Zeitumstellung von Uhren
Zeitumstellung bedeut vor allem: Uhrzeit neu setzen – außer man hat eine Funkuhr.geralt/Pixabay.com

Fakt #1

Die mitteleuropäische Sommerzeit (MESZ) beginnt jeweils am letzten Sonntag im März um 2:00 Uhr MEZ, indem die Stundenzählung um eine Stunde von 2:00 Uhr auf 3:00 Uhr vorgestellt wird. Sie endet jeweils am letzten Sonntag im Oktober um 3:00 Uhr MESZ, indem die Stundenzählung um eine Stunde von 3:00 Uhr auf 2:00 Uhr zurückgestellt wird.

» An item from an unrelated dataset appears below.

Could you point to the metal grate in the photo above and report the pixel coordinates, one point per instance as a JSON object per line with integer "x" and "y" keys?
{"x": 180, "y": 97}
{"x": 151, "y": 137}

Wer sich das nicht merken kann, dem hilft vielleicht diese Eselsbrücke: „Im Frühjahr kommen die Gartenmöbel VORS Haus und im Herbst wieder ZURÜCK ins Haus.“ Auch im Englischen gibt es hierzu einen Merksatz (zugleich ein Wortspiel): „spring forward, fall back“.

Fakt #2

Die Einführung der Sommerzeit war ursprünglich eine Kriegsmaßnahme: Inmitten des Ersten Weltkriegs führten das Deutsche Reich sowie das mit ihm verbündete Österreich-Ungarn die Zeitverschiebung ein. Dadurch versprach man sich dadurch Energieeinsparungen bei der künstlichen Beleuchtung an langen Sommerabenden. Als Reaktion darauf führten auch andere europäische Länder die Sommerzeit ein.

Zwischen den Weltkriegen, in der Weimarer Republik, gab es keine Sommerzeit. Erst mit Beginn des Zweiten Weltkriegs erfolgte die Wiedereinführung – aus ökonomischen Gründen: Denn eine Stunde mehr Tageslicht bedeutete auch eine Stunde mehr Arbeitszeit für die damalige Rüstungsindustrie.

Fakt #3

Bis 1979 wurde in der Bundesrepublik Deutschland nicht an der Uhr gedreht. Doch 1979/80 erlebt man gerade wieder einen Ölpreisschock. Zu diesem Zeitpunkt waren die Auswirkungen nach Energiekrise von 1973 noch frisch im Gedächtnis. Daneben bestand ein erheblicher politischer Druck seitens der anderen europäischen Mitgliedstaaten. Diese drängten auf eine Harmonisierung der europäischen Zeitenzonen um den Binnenmarkt voranzutreiben.

1980 führte die Bundesrepublik (und im Übrigen auch die DDR) die mitteleuropäische Sommerzeit ein.

Fakt #4

Psychologen und Mediziner haben negative Auswirkungen der Zeitumstellung festgestellt, da sich die Anpassung des chronobiologischen Rhythmus des Organismus („innere Uhr“) als problematisch herausgestellt hat. Besonders Menschen, die unter Schlafstörungen leiden oder über organische Erkrankungen verfügen, haben hier offenbar größere Schwierigkeiten. Nach einer weiteren Studie soll die Umstellung auf die Sommerzeit auch das Risiko einen Herzinfarkt zu erleiden, erhöhen.

Zeitumstellung per Langwelle
Sendemast von DCF77 in Mainflingen, südöstlich von Frankfurt/Main. Mit normalen Langwellen-Radios kann das Zeit-Signal zwar nicht empfangen werden – wohl aber mit „Radios für die Zeit“: Funkuhren liefern jedem, der sie haben will, die amtliche Zeit „drahtlos“ ins Haus oder ans Handgelenk.PTB

Fakt #5

Für die funkgesteurte Zeitumstellung verantwortlich ist die Physikalisch-Technische Bundesanstalt (PTB) in Braunschweig. Mitarbeiter programmieren hierzu einen Zeitsender im hessischen Mainflingen, der das Signal zur Umstellung aussendet.